Our immediate responses are anger and frustration. Anger will not change a society let alone change a planet. Our moral response is manifold and includes environmental initiatives with less dependency upon fossil fuels, more for wind, solar alternatives, and increasing and diligent collaboration with other cultures and nation on environmental sustainability. In the midst, environmental degradation and pollution can we still hope? Can we have a dream of the earth that is healthy again? It will require a new way of living. It will require both sharing and sacrificing. It will require a commitment to environmental sustainability that will call into question how we use the earth’s resources with one another. It will demand a universal vision of how to live as a global community. It will require prophets and sages. It will require the wise and the courageous. As faithful people, you and I are called to dream the good dreams of God in an age of nightmare.

Those who came before us were dreamers and visionaries. Those who served our country in time of war held dreams of a better country and a free world devoid of oppression and fear. Our fallen warriors sacrifices to the greater good in time of war can serve as inspirations for us who are locked in multiple wars right now: the war for the environment, the war to fight terrorism, the war to combat poverty.

In the motion picture Saving Private Ryan, Tom Hanks plays a WWII officer in charge of a squad of men who are given orders to find a Private Ryan and to return him safely home because all the rest of his brothers were killed in the war.

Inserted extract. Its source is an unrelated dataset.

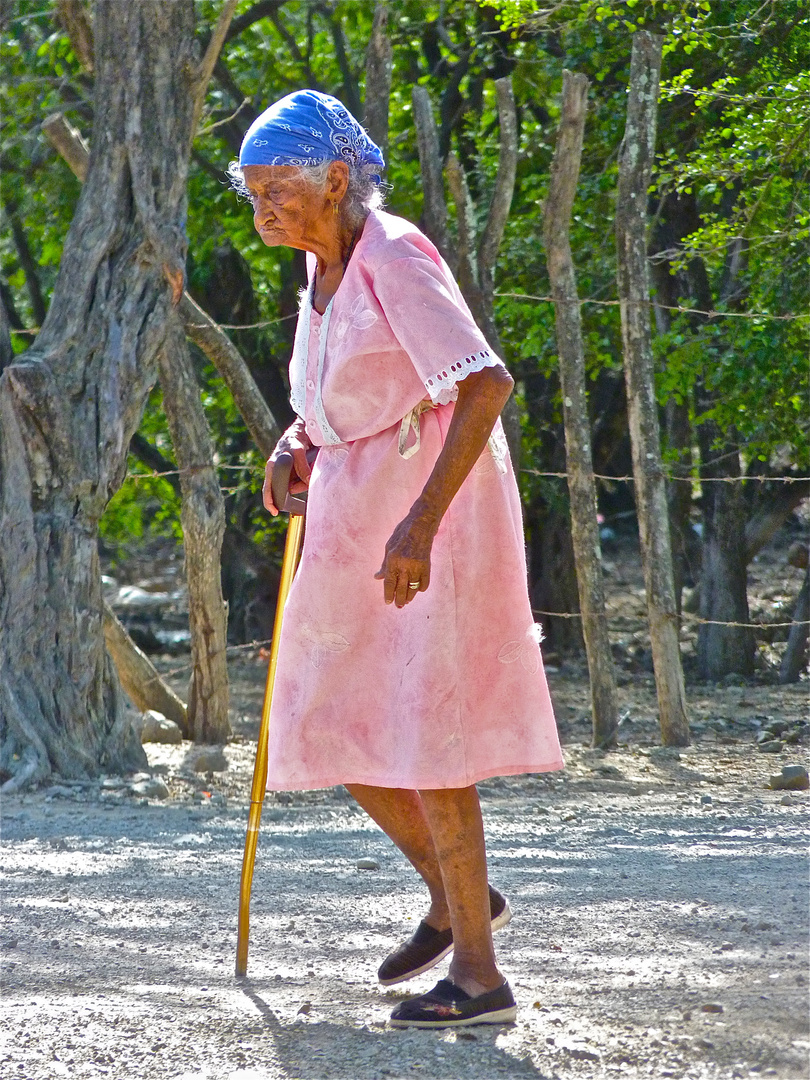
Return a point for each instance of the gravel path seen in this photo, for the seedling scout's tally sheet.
(660, 929)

After finding Ryan behind enemy lines, Hanks and his squad of soldiers must defend a bridge in a French village until reinforcements arrive. In the climatic scene of the film, the soldiers defend the bridge against the Germans and the officer played by Hanks is mortally wounded. As he is dying Private Ryan comes over to him after seeing that most of the men who “saved” Ryan are casualties. The officer’s last words to him are: “Earn this.”

If you go to a cemetery this weekend and you see an American Flag by a grave or some gently arranged flowers nearby and feel the breeze of the wind gently blowing near you, perhaps you will hear the faint whispers of the soldiers, sailors, Marines and air men and women saying “Earn this.” We have our freedom because of them. We have a remarkable country because of them. What we stand for is because of them. You and I can earn “this” not just by honoring them tomorrow on Memorial Day but also by living up to their values of sacrifice, patriotism and courage.

These are the values Paul speaks about in Romans. These are the values of a Christian when Jesus said, “Take up your cross and follow me.”

In the name of God, creator, redeemer and sustainer. Amen.